Migration checklist (example for a mid‑size fintech)
| Step | Action | Provider‑specific note |
|---|---|---|
| 1 | Inventory all AI services (including SaaS APIs) | Use AWS Config or Azure Resource Graph to auto‑discover resources. |
| 2 | Classify risk per AI Act | Leverage Azure Policy’s built‑in AI‑Act rule set. |
| 3 | Export model artefacts to a neutral format (ONNX/PMML) | GCP’s Vertex AI can export to ONNX directly. |
| 4 | Import into target cloud’s model registry | Azure Migrate’s AI Gallery supports bulk import. |
| 5 | Attach compliance metadata (risk tag, data‑source hash) | All three providers support custom tags; AWS uses resource tags, Azure uses policy‑assigned tags, GCP uses labels. |
| 6 | Enable audit‑log forwarding to a SIEM | Configure CloudTrail (AWS), Azure Monitor, or Cloud Logging export to Splunk/Elastic. |
| 7 | Run a compliance test suite (bias, robustness, data‑drift) | SageMaker Clarify, Azure ML Fairlearn, Vertex AI Explainable AI – each offers built‑in test suites. |
| 8 | Document evidence and submit to regulator (if requested) | AWS Artifact, Azure Compliance Manager, and GCP’s Assured Workloads provide downloadable PDFs. |
Looking ahead
The EU’s approach signals a shift from post‑hoc disclosures to pre‑deployment accountability.

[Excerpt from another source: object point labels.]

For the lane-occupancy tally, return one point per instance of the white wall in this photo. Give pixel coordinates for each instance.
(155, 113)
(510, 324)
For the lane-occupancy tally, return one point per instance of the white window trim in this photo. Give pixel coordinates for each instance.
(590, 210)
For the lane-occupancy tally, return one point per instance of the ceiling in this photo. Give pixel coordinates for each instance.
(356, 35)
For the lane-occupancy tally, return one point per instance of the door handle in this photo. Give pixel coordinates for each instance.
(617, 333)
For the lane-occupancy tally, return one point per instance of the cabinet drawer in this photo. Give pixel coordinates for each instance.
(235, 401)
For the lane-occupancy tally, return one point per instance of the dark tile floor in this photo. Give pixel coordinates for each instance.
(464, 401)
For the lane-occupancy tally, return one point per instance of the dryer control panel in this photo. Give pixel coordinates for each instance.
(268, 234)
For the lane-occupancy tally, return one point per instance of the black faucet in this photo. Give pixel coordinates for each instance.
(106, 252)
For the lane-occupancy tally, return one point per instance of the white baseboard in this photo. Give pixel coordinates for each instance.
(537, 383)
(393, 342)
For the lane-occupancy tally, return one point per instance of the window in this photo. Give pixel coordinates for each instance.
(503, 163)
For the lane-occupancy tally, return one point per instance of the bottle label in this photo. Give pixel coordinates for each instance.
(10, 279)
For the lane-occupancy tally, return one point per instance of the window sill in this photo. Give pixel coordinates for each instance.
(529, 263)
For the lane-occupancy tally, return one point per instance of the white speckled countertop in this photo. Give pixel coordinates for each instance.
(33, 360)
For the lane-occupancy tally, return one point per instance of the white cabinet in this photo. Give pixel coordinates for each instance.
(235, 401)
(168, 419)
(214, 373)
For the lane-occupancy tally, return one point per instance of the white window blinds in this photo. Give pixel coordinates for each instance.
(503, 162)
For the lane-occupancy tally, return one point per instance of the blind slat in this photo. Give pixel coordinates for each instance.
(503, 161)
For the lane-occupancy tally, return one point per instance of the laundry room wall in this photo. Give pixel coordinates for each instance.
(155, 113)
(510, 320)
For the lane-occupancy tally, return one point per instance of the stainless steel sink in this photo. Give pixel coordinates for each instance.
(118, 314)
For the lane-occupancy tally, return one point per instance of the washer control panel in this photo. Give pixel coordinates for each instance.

Cloud providers that embed risk‑assessment tooling into the development pipeline will capture a larger share of the compliance market. For enterprises, the immediate priority is to map existing AI assets, choose a provider whose compliance suite aligns with internal governance, and budget for the modest price premium that comes with audit‑ready services. Failure to do so could result in hefty fines under the AI Act (up to €30 million or 6 % of global turnover) and reputational damage that outweighs any short‑term cost savings from using the cheapest cloud.